【HappyCapsule】  (4)









 その日の夜。

 キングサイズのダブルベッドの中で、仙道と花道は並んで横になっていた。

 仙道はベッドヘッドに大きめのクッションをあてがい、そこに背を預けて文庫本を読んでいる。

 かたや花道はうつ伏せになり、昼間洋平に借りた料理本を眺めていた。

 二人共お揃いのパジャマを着て、もう眠る準備はいつでもオッケー状態だ。

「そう言えば………」

「あ?」

 文庫本から顔をあげて、仙道が思い出したように言った。

「教頭が言ってたんだけどさ。今、生徒の間で合コンが流行ってるんだって」

 ドッキリ!!

 花道の心臓が跳ねた。

 肩が跳ねなかったのは上出来かもしれない。

「ふ、ふーん………」 

 何気ない風を装い、花道はそっけなく返事をする。

 同時に昼間の信長を思い出した。

『水戸と旦那には絶対に!絶対に!内緒だからなっ!俺の為でもあるし、お前の為でもあるんだから!』

 部活の帰り際、信長が必死な様子で話していた。

『何で言ったら駄目なんだよ』

『………殺されるから』

『何だって?』

『い、いやこっちの話だ!とにかく!あいつらに知られるとめちゃくちゃ厄介なんだよ!頼むから!絶対言うな!』

『………わぁーったよ』

『そうか!分かったか!』

 渋々了解した花道は、安堵の笑みを浮かべ「じゃあな!」と去っていく友人を見送った。 

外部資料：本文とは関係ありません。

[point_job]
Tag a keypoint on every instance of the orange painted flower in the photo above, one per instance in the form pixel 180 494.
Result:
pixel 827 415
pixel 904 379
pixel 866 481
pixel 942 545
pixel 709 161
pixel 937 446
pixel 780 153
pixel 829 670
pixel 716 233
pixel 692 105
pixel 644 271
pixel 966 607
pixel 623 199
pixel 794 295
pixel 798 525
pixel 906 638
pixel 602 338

「どうも、A女学院とうちの生徒の合コンが多いみたいなんだ、話によると」

 ドキドキドッキーン!

 またしても花道の心臓が跳ねる。

(俺がそのA女と合コンやるんだ、って言ったらコイツびっくりすんだろうなぁ……)

 花道はドキドキしながらそう思った。

 思っただけで言わないけれど。

 だって信長と約束したのだから。

「うちの学校としてはそれほど気にして無いようなんだけど、どうもA女からクレームが来たみたいなんだ。ほら、あそこってお嬢様学校だろ?風紀にうるさいからな」

 お年頃なんだから大目に見てやれば良いのに。

 そう言って仙道が笑う。

「とりあえずリークされた情報を頼りに、店に探りを入れたりするらしいんだ」

「さ、探り?」

「うーん、ようするに合コンの現場をおさえて、現行犯逮捕するってことかな」

 教頭がやけに熱心なんだよなぁ、と仙道が続ける。

 花道は内心冷や冷やものだ(笑)

 嫌な汗をかきながら、花道は意味も無く料理本をパラパラ捲る。

「そんで………、なんと俺がその役に抜擢されちゃった」

 なんですとっ!

 花道は目玉が飛び出すかと思う程驚いた。 

 そろそろ〜っ、と首を動かすと、仙道が肩を竦めている。

「凄く面倒くさいんだけどさ。最初はリーダーをやってくれって言われたんだけど、それだけは勘弁して貰ったよ」

 隣で苦笑している男がペラペラ喋った内容を要約すると、ようするに仙道が今度の合コンの現場に乗り込んでくるかもしれないということだ。

(ヤバいって!) 

 花道は多いに焦った。 

 しかし、信長の恋の成就の為には、その合コンを阻止する訳にも、される訳にもいかない訳で。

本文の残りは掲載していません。